I'm Not the Engineer. I'm the One Who Has to Defend It.
The people who actually decide whether an AI tool gets bought at most companies look more like me than they look like the people pitching it. The industry has not fully noticed yet.
I am the first employee of a deep-tech startup. I am not an engineer. My background is finance and management, and my job is operations, compliance, and the parts of the business that have to hold up under outside scrutiny.
The demo and the audit are not the same meeting
Every AI vendor demo I have sat through has been impressive. The model answers the question. The output is polished. The accuracy numbers are competitive and the references check out.
Then the meeting ends and I go back to my actual job, which is making sure that six months from now, when an auditor or a customer's procurement team asks us a specific question, we have an answer that will hold up.
I have yet to meet an AI vendor who has a real answer.
What I can and cannot verify
If I buy a database, I can test it. If I buy a payment processor, every transaction has a receipt. If I buy cloud storage, I can checksum what goes in and what comes out and know they match.
AI inference is different. The model runs on someone else's hardware. The output is a paragraph of text or a string of numbers. There is no checksum that tells me whether the version of the model we evaluated last quarter is the version that produced today's answer. There is no receipt. The vendor's word is the only artifact.

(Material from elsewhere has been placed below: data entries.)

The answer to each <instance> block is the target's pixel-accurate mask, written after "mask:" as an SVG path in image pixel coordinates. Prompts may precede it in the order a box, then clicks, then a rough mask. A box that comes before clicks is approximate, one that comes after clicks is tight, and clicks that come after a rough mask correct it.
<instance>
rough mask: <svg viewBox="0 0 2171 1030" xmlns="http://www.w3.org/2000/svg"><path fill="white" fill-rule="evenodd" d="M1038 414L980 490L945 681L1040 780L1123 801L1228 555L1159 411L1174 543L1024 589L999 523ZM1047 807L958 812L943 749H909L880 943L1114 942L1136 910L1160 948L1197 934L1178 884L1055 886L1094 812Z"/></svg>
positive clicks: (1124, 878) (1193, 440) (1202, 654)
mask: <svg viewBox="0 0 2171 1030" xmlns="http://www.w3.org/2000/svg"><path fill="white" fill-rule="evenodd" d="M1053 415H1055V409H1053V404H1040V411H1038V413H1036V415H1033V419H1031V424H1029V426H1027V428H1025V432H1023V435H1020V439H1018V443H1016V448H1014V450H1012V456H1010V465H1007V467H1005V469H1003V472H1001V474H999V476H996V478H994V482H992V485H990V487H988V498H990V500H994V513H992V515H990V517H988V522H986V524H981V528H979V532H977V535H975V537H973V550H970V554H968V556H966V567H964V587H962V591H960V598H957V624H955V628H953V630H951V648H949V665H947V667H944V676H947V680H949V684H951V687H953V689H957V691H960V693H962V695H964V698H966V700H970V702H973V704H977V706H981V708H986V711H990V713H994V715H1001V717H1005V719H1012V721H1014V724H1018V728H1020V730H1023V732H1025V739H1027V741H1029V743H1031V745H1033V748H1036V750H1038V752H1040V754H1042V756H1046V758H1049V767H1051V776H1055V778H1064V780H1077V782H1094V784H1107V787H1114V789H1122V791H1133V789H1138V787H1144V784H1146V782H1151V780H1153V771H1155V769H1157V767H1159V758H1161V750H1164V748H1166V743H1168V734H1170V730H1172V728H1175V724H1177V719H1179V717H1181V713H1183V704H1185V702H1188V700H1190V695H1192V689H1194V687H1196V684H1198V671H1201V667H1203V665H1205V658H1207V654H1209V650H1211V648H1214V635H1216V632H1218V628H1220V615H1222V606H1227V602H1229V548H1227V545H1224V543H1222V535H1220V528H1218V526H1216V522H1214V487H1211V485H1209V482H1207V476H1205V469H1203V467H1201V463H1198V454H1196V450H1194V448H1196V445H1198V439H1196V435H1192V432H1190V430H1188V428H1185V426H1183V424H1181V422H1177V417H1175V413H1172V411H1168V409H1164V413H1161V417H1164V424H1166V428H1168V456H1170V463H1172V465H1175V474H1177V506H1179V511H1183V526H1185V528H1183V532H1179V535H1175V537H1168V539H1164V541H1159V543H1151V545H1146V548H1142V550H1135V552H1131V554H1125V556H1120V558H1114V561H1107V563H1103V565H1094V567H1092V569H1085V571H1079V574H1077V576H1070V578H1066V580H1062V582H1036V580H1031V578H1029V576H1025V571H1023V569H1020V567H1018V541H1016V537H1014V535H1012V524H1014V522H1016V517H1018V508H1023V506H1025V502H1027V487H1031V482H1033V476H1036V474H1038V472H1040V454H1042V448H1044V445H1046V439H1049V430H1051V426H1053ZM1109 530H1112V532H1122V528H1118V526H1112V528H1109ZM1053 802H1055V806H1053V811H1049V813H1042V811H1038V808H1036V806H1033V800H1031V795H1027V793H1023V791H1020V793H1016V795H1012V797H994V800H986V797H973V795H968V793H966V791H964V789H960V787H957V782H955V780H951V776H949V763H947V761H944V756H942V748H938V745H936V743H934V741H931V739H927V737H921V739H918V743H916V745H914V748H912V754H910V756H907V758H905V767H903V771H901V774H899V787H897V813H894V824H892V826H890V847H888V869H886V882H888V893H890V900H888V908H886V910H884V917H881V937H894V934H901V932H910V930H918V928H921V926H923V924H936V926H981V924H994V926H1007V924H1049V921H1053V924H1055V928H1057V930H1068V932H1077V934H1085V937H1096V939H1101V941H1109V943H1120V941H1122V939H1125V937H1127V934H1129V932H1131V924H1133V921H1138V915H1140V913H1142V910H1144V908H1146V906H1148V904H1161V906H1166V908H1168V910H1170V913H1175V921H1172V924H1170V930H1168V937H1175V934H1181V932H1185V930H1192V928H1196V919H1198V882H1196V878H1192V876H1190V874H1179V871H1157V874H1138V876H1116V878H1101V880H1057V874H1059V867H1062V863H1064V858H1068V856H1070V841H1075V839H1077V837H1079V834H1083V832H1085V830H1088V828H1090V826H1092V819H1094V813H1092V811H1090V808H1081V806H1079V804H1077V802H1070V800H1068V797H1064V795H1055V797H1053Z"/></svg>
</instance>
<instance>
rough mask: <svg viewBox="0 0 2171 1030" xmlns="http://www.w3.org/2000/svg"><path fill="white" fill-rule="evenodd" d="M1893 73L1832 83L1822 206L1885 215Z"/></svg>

For most of the last decade that was acceptable, because the consequences of being wrong were small. That is changing across every market we look at. Financial regulators are publishing AI model risk guidance. Insurance commissioners are auditing automated decisions. Healthcare payers are being sued over algorithmic denials. Hiring tools are facing class actions under fair-credit law. The specifics differ by jurisdiction but the direction is the same everywhere.
When that question finally lands on a desk, it will not land on the engineer's desk. It will land on mine.
The questions I ask vendors now
I have learned which questions separate vendors who have thought about this from vendors who have not.
Can the model that produced a given output be cryptographically identified, not just named in a contract. Is the execution environment the same across every run or can it drift. Does the vendor verify its own results, or is a third party involved. What gets stored, who controls it, and how long does it survive.
The honest answers, almost universally, come down to: we log the request and the response, we control the logs, and there is no independent verification because we are the ones running the model. That position is going to get harder to defend every quarter from now on.
This is becoming an operations problem
I think this whole category of risk has been miscategorized as a technical issue, which is why so few companies have addressed it. It gets handed to engineering, the way uptime and latency get handed to engineering. But this is not a technical problem in the engineering sense. It is a verifiability problem in the procurement sense, and it sits squarely on the operations side of the org chart.
The vendors who win the next round of enterprise AI procurement will be the ones whose answer to prove it is something more than their own logs. The companies who get this right early will look, in two years, like they had foresight. They didn't. They just listened to the people in their organization who already knew the question was coming.
I am one of those people. I am writing because I know there are others.